June 8, 2011 Leave a comment
Tonight’s session went pretty well and I’m pleased with that because it was the first session I’ve been at since completing Youth Award Module 1 and it also saw me using a whiteboard at training for the first time!
Due to being away I hadn’t had a chance to implement some of the things I’d learnt from the Youth Award and I was keen to trial a couple of the games which the course introduces.
I’d planned my session out in advance and had it printed and folded inside my sock for reference. After watching the tournament on Saturday I’d decided I wanted to work on the players technique and ultimately, allow them to become comfortable with the ball at their feet which is what tonight’s session focussed on.
- Warm up (Phil our manager took this whilst I set up the parts I wanted to run)
- The Great Escape (Youth Award Module 1)
- The Skills Corridor (Youth Award Module 1)
- Work on turning with instep, outside of foot etc
- SSG – 4 v4
How it went?
The Great Escape
I used the board to demonstrate the game and started with the players simply trying to run past the guards. I then progressed this by asking them to run backwards through the gates before introducing a ball. Once the ball was introduced we allowed them to focus on getting through the gate normally before progressing it to award “2 point” for going through with a skill or trick. This game went pretty well, although it wasn’t as clean as the demo in the YAM DVD by any stretch of the imagination – I was worried at one point that it looked like organised chaos but I remembered what Tom Bates said at the Grassroots Demo so I allowed it to continue rather than stop it). I think most of the players enjoyed the game and we had fun hearing how many points the players had scored – one boy doing particularly well by scoring a thousand million points (credit where it’s due!).
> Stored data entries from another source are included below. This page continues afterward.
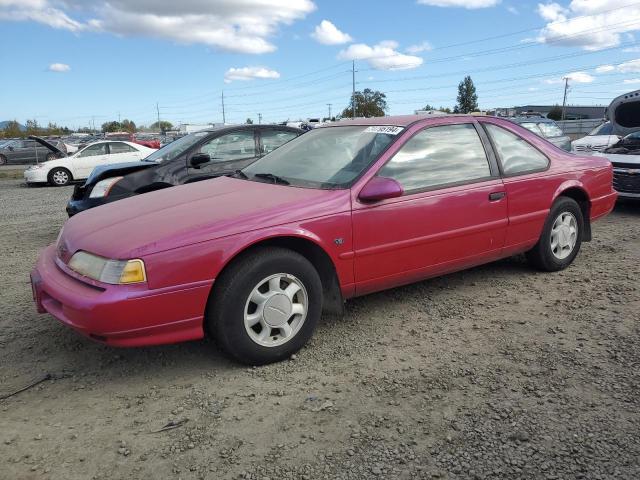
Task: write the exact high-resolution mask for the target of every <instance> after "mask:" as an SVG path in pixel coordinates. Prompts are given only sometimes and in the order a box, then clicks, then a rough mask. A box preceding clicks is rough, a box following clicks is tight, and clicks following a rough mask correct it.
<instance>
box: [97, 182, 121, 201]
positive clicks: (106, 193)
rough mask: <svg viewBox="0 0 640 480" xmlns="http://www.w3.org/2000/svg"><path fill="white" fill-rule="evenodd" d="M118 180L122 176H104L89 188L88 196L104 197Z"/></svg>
mask: <svg viewBox="0 0 640 480" xmlns="http://www.w3.org/2000/svg"><path fill="white" fill-rule="evenodd" d="M120 180H122V177H113V178H106V179H104V180H100V181H99V182H98V183H96V184H95V186H94V187H93V189H92V190H91V193H90V194H89V198H102V197H106V196H107V195H109V192H110V191H111V189H112V188H113V186H114V185H115V184H116V183H118V182H119V181H120Z"/></svg>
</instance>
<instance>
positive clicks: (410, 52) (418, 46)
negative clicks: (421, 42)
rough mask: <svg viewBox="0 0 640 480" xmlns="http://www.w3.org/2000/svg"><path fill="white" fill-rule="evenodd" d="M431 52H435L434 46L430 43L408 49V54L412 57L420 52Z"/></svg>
mask: <svg viewBox="0 0 640 480" xmlns="http://www.w3.org/2000/svg"><path fill="white" fill-rule="evenodd" d="M429 50H433V46H432V45H431V44H430V43H429V42H422V43H418V44H417V45H411V46H409V47H407V53H410V54H411V55H415V54H416V53H420V52H428V51H429Z"/></svg>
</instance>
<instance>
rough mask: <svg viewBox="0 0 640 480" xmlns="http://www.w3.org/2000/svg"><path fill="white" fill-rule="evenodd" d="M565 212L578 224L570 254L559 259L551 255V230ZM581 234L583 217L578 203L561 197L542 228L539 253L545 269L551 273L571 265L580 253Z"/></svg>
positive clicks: (583, 219)
mask: <svg viewBox="0 0 640 480" xmlns="http://www.w3.org/2000/svg"><path fill="white" fill-rule="evenodd" d="M565 212H566V213H571V214H572V215H573V216H574V217H575V219H576V222H577V224H578V238H577V240H576V244H575V246H574V247H573V251H572V252H571V254H570V255H569V256H568V257H567V258H563V259H559V258H557V257H556V256H555V255H554V254H553V251H552V250H551V229H552V228H553V224H554V222H555V221H556V219H557V218H558V217H559V216H560V215H562V214H563V213H565ZM583 234H584V217H583V215H582V210H581V209H580V206H579V205H578V203H577V202H576V201H575V200H573V199H572V198H568V197H562V198H560V199H559V200H557V201H556V202H555V203H554V205H553V207H552V208H551V211H550V212H549V216H548V218H547V221H546V223H545V226H544V232H543V234H542V238H541V239H540V241H541V243H540V248H541V252H540V253H541V256H542V260H543V262H544V263H545V266H546V267H547V269H549V270H552V271H555V270H563V269H565V268H567V267H568V266H569V265H571V263H572V262H573V260H574V259H575V258H576V256H577V255H578V253H579V252H580V246H581V245H582V237H583Z"/></svg>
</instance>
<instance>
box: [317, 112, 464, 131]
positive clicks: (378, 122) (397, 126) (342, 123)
mask: <svg viewBox="0 0 640 480" xmlns="http://www.w3.org/2000/svg"><path fill="white" fill-rule="evenodd" d="M443 118H458V119H465V118H468V119H471V118H476V117H474V116H473V115H464V114H450V115H437V116H426V115H391V116H388V117H370V118H364V117H362V118H353V119H351V118H350V119H342V120H340V121H339V122H332V123H328V124H326V125H323V126H322V127H319V128H326V127H343V126H347V125H390V126H395V127H408V126H409V125H412V124H414V123H418V122H424V121H427V120H433V119H438V120H440V119H443Z"/></svg>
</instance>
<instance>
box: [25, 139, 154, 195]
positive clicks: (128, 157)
mask: <svg viewBox="0 0 640 480" xmlns="http://www.w3.org/2000/svg"><path fill="white" fill-rule="evenodd" d="M42 142H44V140H41V143H42ZM44 143H47V142H44ZM51 147H53V146H51ZM153 152H155V150H154V149H152V148H147V147H143V146H142V145H138V144H136V143H131V142H117V141H115V142H111V141H102V142H94V143H91V144H89V145H87V146H86V147H84V148H82V149H80V150H78V151H77V152H76V153H74V154H73V155H69V156H68V157H64V158H59V159H56V160H49V161H46V162H43V163H39V164H37V165H32V166H31V167H29V168H28V169H26V170H25V171H24V179H25V181H26V182H27V184H28V185H32V184H38V183H40V184H46V183H48V184H49V185H53V186H55V187H61V186H64V185H68V184H69V183H71V182H72V181H74V180H83V179H85V178H87V177H88V176H89V175H90V174H91V172H92V171H93V169H94V168H96V167H97V166H99V165H105V164H110V163H121V162H126V161H132V160H140V159H142V158H145V157H147V156H148V155H150V154H151V153H153Z"/></svg>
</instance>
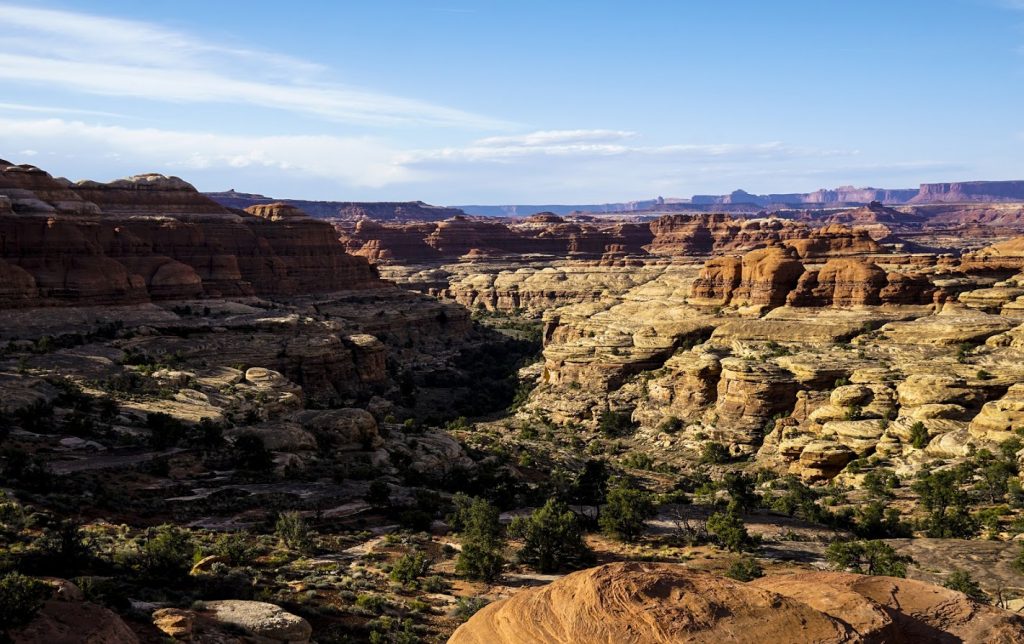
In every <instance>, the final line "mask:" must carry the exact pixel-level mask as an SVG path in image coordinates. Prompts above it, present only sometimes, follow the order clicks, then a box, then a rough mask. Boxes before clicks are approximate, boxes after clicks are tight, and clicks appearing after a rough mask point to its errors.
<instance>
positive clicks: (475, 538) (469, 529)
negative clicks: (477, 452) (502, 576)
mask: <svg viewBox="0 0 1024 644" xmlns="http://www.w3.org/2000/svg"><path fill="white" fill-rule="evenodd" d="M454 501H455V506H456V509H455V512H454V513H453V515H452V516H451V517H450V518H449V520H450V522H451V523H452V526H453V527H454V528H455V529H457V530H459V532H460V533H461V536H462V551H461V552H460V553H459V558H458V559H457V560H456V564H455V567H456V572H458V573H459V574H462V575H464V576H467V577H469V578H471V579H482V581H484V582H493V581H494V579H496V578H498V576H499V575H501V573H502V568H504V567H505V556H504V554H503V552H504V550H505V536H504V535H503V534H502V525H501V522H500V521H499V514H498V508H496V507H495V506H493V505H490V504H489V503H488V502H487V501H486V500H485V499H470V498H469V497H467V496H466V495H456V498H455V500H454Z"/></svg>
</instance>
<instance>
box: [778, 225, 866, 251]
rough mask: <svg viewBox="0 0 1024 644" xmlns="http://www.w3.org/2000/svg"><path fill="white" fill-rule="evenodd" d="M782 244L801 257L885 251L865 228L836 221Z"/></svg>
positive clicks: (784, 242) (793, 238) (813, 229)
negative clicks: (785, 245)
mask: <svg viewBox="0 0 1024 644" xmlns="http://www.w3.org/2000/svg"><path fill="white" fill-rule="evenodd" d="M783 244H785V245H786V246H788V247H791V248H793V249H794V250H795V251H797V254H798V255H800V257H801V258H802V259H808V258H816V257H845V256H851V255H866V254H876V253H884V252H885V250H884V249H883V248H882V247H881V246H879V244H878V243H877V242H876V241H874V240H872V239H871V237H870V234H868V231H867V230H865V229H862V228H854V229H851V228H848V227H847V226H844V225H842V224H838V223H834V224H829V225H827V226H825V227H823V228H816V229H813V230H811V231H810V232H809V233H807V235H806V237H800V238H790V239H788V240H786V241H785V242H783Z"/></svg>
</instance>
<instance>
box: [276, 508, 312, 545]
mask: <svg viewBox="0 0 1024 644" xmlns="http://www.w3.org/2000/svg"><path fill="white" fill-rule="evenodd" d="M273 533H274V534H276V535H278V539H280V540H281V543H283V544H284V545H285V547H286V548H288V549H289V550H294V551H297V552H300V553H308V552H311V551H312V549H313V531H312V529H311V528H310V527H309V525H308V524H307V523H306V521H305V519H303V518H302V515H300V514H299V513H298V512H282V513H281V515H280V516H278V520H276V522H274V524H273Z"/></svg>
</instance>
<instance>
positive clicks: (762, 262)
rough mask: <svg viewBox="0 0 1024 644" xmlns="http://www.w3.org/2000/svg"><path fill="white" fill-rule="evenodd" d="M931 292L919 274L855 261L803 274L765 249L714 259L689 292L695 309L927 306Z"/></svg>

I really saw the value in the whiteboard when I drew what we’d be doing for the skills corridor game because the players all sat around me as I drew it out with the whiteboard on the floor. They started to ask questions and probe about what they could do with the football which was fantastic. I started by simply asking them to take as many touches as possible before progressing the game to them needing to visit the sides three times (and trying different turns) before finally doing start-stop-start-stop with a change of direction.
As with ‘The Great Escape’ it wasn’t always neat & tidy but the players were trying step-overs and a variety of turns which Phil & I were quick to encourage & praise. As with the previous game it was also important that it provided more time where they’re dribbling with the ball, keeping it away from other players and trying new skills. At one point I had 3 players asking me to demonstrate a step-over which was great fun.
I didn’t do this as I felt the above two had provided more than enough time on their technique, we were running out of time and they were itching for a game.
Rather than finishing with one big game I setup two pitches and we played 2 x 4 v 4 SSGs with the teams swapping over at 5-7 minute intervals. I wanted to do this so that each player had more time on the ball and encouraged them to try the skills they’d practised earlier in the session. It was great that one parent who helped us said he really preferred 4v4 as it allowed “them all to be someone”, I think that’s a great statement.
What will I change next time?
- The whiteboard was really powerful and it was most effective when the players were all sat down. When I progressed a couple of the games they were standing up which meant some of them weren’t paying attention. I think in future (during the summer at least) I’ll ask them to sit down whilst I explain any progression so I can ensure they all understand what we’re doing.
- Make the skills corridor a bit bigger – slight adjustment but it was probably a bit too short tonight which meant it got a bit crowded as they all piled in at one point. Not a big problem but a larger area will increase their space and allow them more opportunity to try new skills.
So, overall I was pleased with the session and felt it had the right balance of ball-work and game-time. A couple of the players didn’t enjoy the Youth Award parts but I’m less inclined to worry about that (although it does play on you at the time) because the majority enjoyed them.